Credit: Philip Patenall/Macmillan Publishers Limited

Anorexia is a host behavioural trait that is commonly triggered by infection; however, the causes of sickness-induced anorexia, and the consequences for both the host and pathogen, are unclear. Using a mouse model of infection, Rao et al. now report that the intestinal pathogen Salmonella enterica subsp. enterica serovar Typhimurium manipulates the gut–brain axis to inhibit anorexia, which reduces its virulence but promotes its transmission.

S. Typhimurium causes enteric and systemic typhoid disease in humans and mice. Spread through the faecal–oral route, it establishes infection in the gut and triggers an anorexic response in the mouse host. The authors investigated the importance of the Salmonella effector SlrP, which is a novel E3 ubiquitin ligase, for virulence. When specific pathogen-free c57BL/6 (B6) mice were orally infected with an S. Typhimurium strain (SL1344) that was negative for SlrP (ΔslrP) they exhibited faster death kinetics, increased weight loss and more pronounced anorexia than mice that were infected with wild-type S. Typhimurium. Remarkably, food-restricted mice that were infected with wild-type S. Typhimurium showed a similar phenotype to mice that were infected with the ΔslrP strain and had faster death kinetics. By contrast, force-fed ΔslrP-infected mice had increased survival, which was comparable to mice that were infected with wild-type S. Typhimurium. Together, these data suggest that the Salmonella effector SlrP increases survival in infected mice by inhibiting anorexia and that reduced nutrient intake is associated with increased virulence.

Salmonella enterica subsp. enterica serovar Typhimurium manipulates the gut–brain axis to inhibit anorexia, which reduces its virulence but promotes its transmission

Interleukin-1β (IL-1β) induces sickness-induced anorexia. The authors found that IL-1β levels were increased in the small intestine of ΔslrP-infected mice 48 h post-infection; this correlated with the onset of anorexia. Importantly, Il-1β-deficient mice were protected from the negative effects of ΔslrP infection and, by contrast, mice that were infected with wild-type S. Typhimurium and injected with recombinant IL-1β showed increased anorexia. Thus, SlrP decreases sickness-induced anorexia in Salmonella infection by inhibiting IL-1β in the small intestine.

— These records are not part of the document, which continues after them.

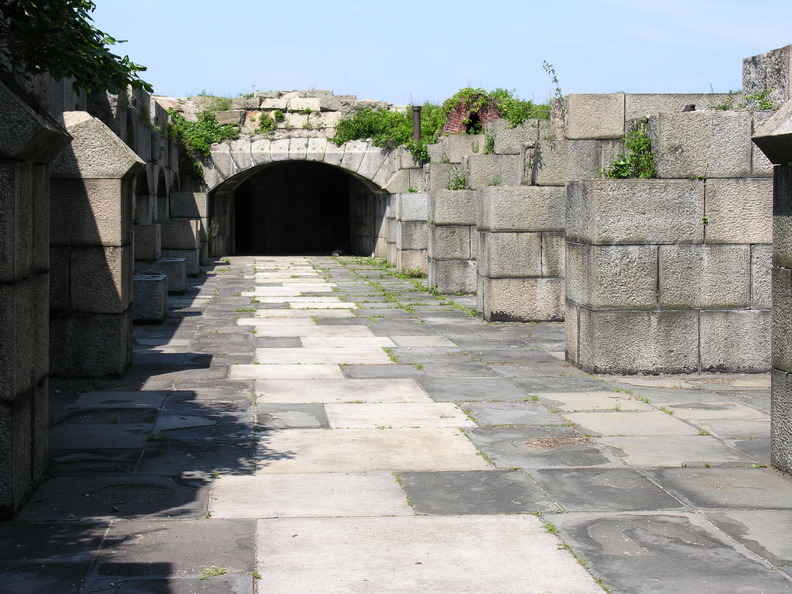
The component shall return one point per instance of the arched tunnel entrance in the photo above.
(304, 208)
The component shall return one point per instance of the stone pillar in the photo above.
(28, 143)
(775, 140)
(92, 252)
(453, 240)
(657, 282)
(412, 231)
(521, 253)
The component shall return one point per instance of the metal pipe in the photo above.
(416, 123)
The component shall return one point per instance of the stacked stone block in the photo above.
(92, 253)
(521, 253)
(411, 230)
(453, 240)
(28, 142)
(662, 278)
(775, 140)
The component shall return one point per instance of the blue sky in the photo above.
(410, 51)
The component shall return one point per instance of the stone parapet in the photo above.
(94, 255)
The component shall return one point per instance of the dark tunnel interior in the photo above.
(304, 208)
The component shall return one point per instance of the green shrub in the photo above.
(637, 160)
(196, 138)
(266, 124)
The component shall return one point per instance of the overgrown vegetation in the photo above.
(392, 129)
(456, 179)
(637, 161)
(196, 138)
(58, 38)
(761, 100)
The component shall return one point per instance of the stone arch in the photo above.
(232, 161)
(234, 167)
(464, 113)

Signalling through the gut–brain axis takes place between the gut and the central nervous system (CNS). To investigate its role in sickness-induced anorexia, gene expression analysis was carried out on the hypothalamus of infected mice; genes involved in feeding and metabolism were differentially expressed between mice that were infected with wild-type and ΔslrP S. Typhimurium, and a subset of these genes was regulated by IL-1β. Notably, severance of the vagus nerve, which innervates the small intestine, prevented anorexia in ΔslrP-infected mice. Thus, pathogen-induced anorexia is dependent on signalling through the gut–brain axis.

Finally, investigating the effects of anorexia on pathogen transmission revealed that mice that were infected with the ΔslrP strain were more likely to have disseminated infection in secondary organs than mice infected with wild-type S. Typhimurium, which explains the increased virulence of this strain. Moreover, mice with disseminated infection were less likely to shed Salmonella in faeces. Salmonella-induced inhibition of anorexia may therefore promote host survival and pathogen transmission.

In summary, this study reports that the S. Typhimurium effector protein SlrP manipulates the gut–brain axis and prevents sickness-induced anorexia in the host. Although this reduces virulence, it is ultimately beneficial for S. Typhimurium as it increases pathogen transmission.